Spread of Tweets in Climate Discussions
Data analysis, Aalto University, Feb 2020 - Sept 2020
Publications
Xia, Yan, Ted Hsuan Yun Chen, and Mikko Kivelä. (2021). Spread of tweets in climate discussions: A case study of the 2019 Nobel Peace Prize announcement. Nordic Journal of Media Studies, 3(1), 96-117.
Highlights
  • We looked at what types of tweets go viral among climate activists/skeptics during the 2019 Nobel Peace Prize announcement.
  • We identified a climate activist group and a climate skeptic group by applying a graph clustering algorithm on the retweet network.
  • We prepared our dataset by manually labelling the themes of ~400 popular tweets, and inferring the virality of each tweet by fitting a cascade model to its spreading traces. Then, we used a lasso model to identify the relationship between tweet theme and tweet virality.
  • We found the discussion of climate movement to be the most viral theme among the climate activists, and the use of uncivil language to be the most viral theme among the climate skeptics.
  • While these two themes clearly reflect different types of bonds that tie each community together, they both function to enhance ingroup connections and repulse outgroup engagement. This reveals the potential for within-group viral spreading and out-group information exposure to exacerbate polarization on climate Twitter.
Antecedents and Consequences of Toxicity in Online Discussions
Data analysis, Fudan University, Sept 2017 - Apr 2019
Publications
Xia, Yan, Haiyi Zhu, Tun Lu, Peng Zhang, and Ning Gu. (2020). Exploring antecedents and consequences of toxicity in online discussions: A case study on reddit. Proceedings of the ACM on Human-Computer Interaction, 4(CSCW2), 1-23.
Highlights
  • We looked at the antecedents and consequences of toxicity on Reddit using regression analysis, with the language toxicity of each comment quantified using the Perspective API.

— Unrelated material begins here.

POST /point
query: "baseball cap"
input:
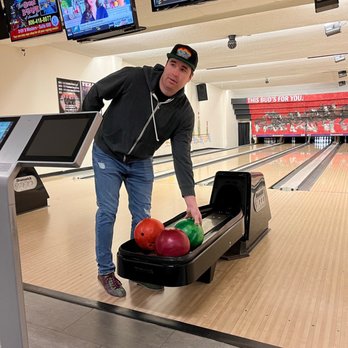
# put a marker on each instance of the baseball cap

  • We inspected two dimensions of toxicity: language toxicity, i.e. how toxic the text itself is; and toxicity elicitation, i.e. how much toxicity it elicits in its response.
  • We found that both author propensity and toxicity in discussion context are strong positive antecedents of language toxicity. Meanwhile, language toxicity significantly increases the volume and user evaluation of the discussion in some sub-communities, while toxicity elicitation shows mixed effects.
  • We discussed the types of toxicity-eliciting comments and the complexity of toxicity with concrete examples.
Trip Planning with the Crowd
HCI design, Fudan University, Jul 2016 - May 2017
Introduction
Highlights
We designed a crowdsourced collaborative trip planning system following an HCI system design procedure:
  1. User study (interview, questionnaire): Explored what people need and lack in the current trip planning process.
  2. System design (feature, conceptual model, usage scenario, interface): Designed a crowdsourced collaborative trip planning system based on people's needs.
  3. Prototyping (web programming): Set up a partially functioning website for user testing.
  4. User testing (observation, interview): Collected user feedback on the prototype for future improvement.